Muito se falará, nestas semanas e anos vindouros, da sua influência e legado político, da tão famosa política económica a que deu o nome (“Abenomics”), e da sua posição sem paralelo no Japão moderno.
Herdeiro de uma dinastia política e com posições nacionalistas que não escapam às críticas, acabou por ganhar o respeito geral, eleito e reeleito, como uma figura constante, mas inovadora, nas várias áreas da governação, num paradoxo político que só um país tão ligado ao passado e tão descomplexado com o futuro como o Japão é capaz de criar.
Sempre alerta aos perigos que rodeavam o país, Abe procurou reequilibrar a relação de forças no Indo-Pacífico. Ultrapassou as chagas do passado e recapacitou as forças armadas, num esforço ponderado de enquadrar o Japão no lado decisivamente pró-ordem internacional baseada em regras.
Fosse pelo seu papel instrumental no desenvolvimento do QUAD – o diálogo estratégico que junta os EUA, a Índia, o Japão e a Austrália – ou pela sua presença assídua no G7 (a única e distinta figura não-Ocidental), Abe fez do Japão uma força internacional à imagem do seu peso económico, sem permitir o regresso das perniciosas tendências belicistas do passado imperial.
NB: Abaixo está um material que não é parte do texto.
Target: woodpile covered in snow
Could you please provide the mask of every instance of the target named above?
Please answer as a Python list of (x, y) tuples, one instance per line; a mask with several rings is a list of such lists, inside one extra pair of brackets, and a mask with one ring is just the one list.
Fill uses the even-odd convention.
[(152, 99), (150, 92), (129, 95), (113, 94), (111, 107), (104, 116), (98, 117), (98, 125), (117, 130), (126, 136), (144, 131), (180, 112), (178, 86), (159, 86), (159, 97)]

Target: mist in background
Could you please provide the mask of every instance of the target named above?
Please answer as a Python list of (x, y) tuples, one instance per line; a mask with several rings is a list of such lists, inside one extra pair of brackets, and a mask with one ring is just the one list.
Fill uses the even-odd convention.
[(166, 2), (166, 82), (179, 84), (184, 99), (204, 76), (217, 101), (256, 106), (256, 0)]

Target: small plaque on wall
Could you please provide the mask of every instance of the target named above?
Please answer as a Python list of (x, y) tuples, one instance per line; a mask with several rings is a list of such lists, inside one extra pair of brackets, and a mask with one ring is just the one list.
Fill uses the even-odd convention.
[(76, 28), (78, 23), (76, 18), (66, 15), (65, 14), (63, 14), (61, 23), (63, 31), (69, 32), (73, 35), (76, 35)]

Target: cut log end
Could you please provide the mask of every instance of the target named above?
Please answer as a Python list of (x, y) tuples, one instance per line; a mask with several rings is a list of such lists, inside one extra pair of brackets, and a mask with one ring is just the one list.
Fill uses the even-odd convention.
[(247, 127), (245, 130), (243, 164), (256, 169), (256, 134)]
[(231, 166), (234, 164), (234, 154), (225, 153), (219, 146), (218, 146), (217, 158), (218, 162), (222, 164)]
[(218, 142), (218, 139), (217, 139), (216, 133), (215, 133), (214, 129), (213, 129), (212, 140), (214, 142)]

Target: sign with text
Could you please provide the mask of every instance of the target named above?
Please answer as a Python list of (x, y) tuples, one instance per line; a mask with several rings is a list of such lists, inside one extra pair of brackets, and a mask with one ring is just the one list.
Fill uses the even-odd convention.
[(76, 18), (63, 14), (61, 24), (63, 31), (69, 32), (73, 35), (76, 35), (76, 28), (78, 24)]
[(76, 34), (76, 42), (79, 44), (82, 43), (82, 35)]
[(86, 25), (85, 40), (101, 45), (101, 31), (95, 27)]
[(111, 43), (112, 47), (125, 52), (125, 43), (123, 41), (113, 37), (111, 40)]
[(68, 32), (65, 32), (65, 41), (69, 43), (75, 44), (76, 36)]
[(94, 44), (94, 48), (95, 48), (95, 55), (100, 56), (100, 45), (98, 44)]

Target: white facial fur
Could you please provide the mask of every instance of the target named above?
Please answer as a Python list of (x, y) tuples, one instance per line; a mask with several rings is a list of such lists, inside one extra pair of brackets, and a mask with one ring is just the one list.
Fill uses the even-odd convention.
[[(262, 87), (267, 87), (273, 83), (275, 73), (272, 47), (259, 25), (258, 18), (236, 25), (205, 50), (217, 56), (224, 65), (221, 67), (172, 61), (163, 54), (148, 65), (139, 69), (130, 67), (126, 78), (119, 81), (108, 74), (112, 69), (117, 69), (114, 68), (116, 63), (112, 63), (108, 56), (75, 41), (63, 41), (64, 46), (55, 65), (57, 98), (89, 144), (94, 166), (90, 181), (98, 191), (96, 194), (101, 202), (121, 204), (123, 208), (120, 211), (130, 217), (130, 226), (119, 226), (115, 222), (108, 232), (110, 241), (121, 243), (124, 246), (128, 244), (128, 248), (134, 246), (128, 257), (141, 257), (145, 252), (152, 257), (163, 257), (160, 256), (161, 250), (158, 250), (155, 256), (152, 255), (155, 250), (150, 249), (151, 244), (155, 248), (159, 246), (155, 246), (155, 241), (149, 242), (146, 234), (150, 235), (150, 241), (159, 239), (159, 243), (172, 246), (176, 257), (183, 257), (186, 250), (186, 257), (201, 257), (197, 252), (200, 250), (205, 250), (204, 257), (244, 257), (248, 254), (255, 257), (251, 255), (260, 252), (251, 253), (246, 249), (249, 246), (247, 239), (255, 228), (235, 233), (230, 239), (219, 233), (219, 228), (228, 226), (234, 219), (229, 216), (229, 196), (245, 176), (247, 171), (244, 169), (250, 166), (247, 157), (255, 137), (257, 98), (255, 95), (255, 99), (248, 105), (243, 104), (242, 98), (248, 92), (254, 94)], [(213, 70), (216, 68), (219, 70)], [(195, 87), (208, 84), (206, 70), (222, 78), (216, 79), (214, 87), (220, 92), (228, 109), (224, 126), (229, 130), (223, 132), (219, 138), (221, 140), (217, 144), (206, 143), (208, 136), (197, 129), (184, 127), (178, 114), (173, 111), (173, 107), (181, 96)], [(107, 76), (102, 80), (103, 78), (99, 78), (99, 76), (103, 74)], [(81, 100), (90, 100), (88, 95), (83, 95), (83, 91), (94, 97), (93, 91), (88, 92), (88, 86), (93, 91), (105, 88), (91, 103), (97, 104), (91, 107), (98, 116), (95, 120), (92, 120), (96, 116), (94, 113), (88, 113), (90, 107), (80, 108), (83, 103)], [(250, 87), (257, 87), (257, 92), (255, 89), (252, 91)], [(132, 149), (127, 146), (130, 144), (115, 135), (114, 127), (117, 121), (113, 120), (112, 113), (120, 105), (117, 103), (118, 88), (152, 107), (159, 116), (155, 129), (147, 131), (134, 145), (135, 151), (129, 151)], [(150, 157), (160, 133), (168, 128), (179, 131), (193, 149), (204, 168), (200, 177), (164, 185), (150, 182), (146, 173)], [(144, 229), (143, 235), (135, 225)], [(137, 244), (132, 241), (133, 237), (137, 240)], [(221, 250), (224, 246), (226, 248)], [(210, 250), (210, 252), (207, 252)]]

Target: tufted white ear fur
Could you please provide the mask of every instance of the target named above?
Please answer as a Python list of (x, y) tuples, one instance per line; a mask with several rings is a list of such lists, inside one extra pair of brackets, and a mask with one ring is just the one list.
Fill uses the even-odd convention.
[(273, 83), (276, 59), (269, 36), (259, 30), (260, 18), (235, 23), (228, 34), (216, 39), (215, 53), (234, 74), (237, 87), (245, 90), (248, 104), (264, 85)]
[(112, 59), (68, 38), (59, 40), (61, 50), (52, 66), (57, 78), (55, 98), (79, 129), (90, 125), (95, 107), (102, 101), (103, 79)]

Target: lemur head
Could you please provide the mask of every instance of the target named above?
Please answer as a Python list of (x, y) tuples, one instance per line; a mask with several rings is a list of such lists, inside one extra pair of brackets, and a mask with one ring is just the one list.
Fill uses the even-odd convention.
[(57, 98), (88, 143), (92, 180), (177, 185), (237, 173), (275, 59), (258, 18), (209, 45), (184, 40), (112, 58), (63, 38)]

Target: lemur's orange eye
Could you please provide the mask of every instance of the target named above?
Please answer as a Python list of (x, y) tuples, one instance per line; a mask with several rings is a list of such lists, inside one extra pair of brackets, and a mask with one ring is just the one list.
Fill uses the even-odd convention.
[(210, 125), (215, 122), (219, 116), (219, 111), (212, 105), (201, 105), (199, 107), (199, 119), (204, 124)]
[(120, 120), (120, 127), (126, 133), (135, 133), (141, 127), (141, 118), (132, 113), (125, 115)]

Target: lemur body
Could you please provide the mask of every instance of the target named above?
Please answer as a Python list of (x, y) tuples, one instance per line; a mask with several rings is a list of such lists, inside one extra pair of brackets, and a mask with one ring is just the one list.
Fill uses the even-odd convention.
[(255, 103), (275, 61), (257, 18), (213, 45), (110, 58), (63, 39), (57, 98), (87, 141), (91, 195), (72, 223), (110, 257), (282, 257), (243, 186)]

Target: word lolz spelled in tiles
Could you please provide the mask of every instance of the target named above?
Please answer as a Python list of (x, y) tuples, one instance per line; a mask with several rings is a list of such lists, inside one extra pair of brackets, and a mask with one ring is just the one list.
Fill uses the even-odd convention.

Era, acima e antes de tudo, um amigo de Portugal. Visitou-nos em 2014, a primeira vez que um Chefe de Governo japonês o fez em 470 anos de história de relações bilaterais. Sublinhou o potencial geopolítico de ambos os países como plataformas de expansão empresarial para regiões dinâmicas, como África, a América Latina e Ásia-Pacífico, e, num toque clássico da sua perspicácia e visão política, fez questão de recordar a importância dos oceanos para o Japão e Portugal, notando as grandes áreas marítimas que nos envolvem e o seu potencial para o futuro, para o qual é essencial manter a liberdade de navegação, de acordo com o direito internacional e com a ordem internacional baseada em regras (leia-se multilateralismo).
Às forças partidárias caberá a reação política; ao Japão, a reavaliação espiritual; a Portugal, o luto de um parceiro e amigo. Como já pude exprimir institucionalmente, à família e aos amigos de Abe, os meus mais sentidos pêsames.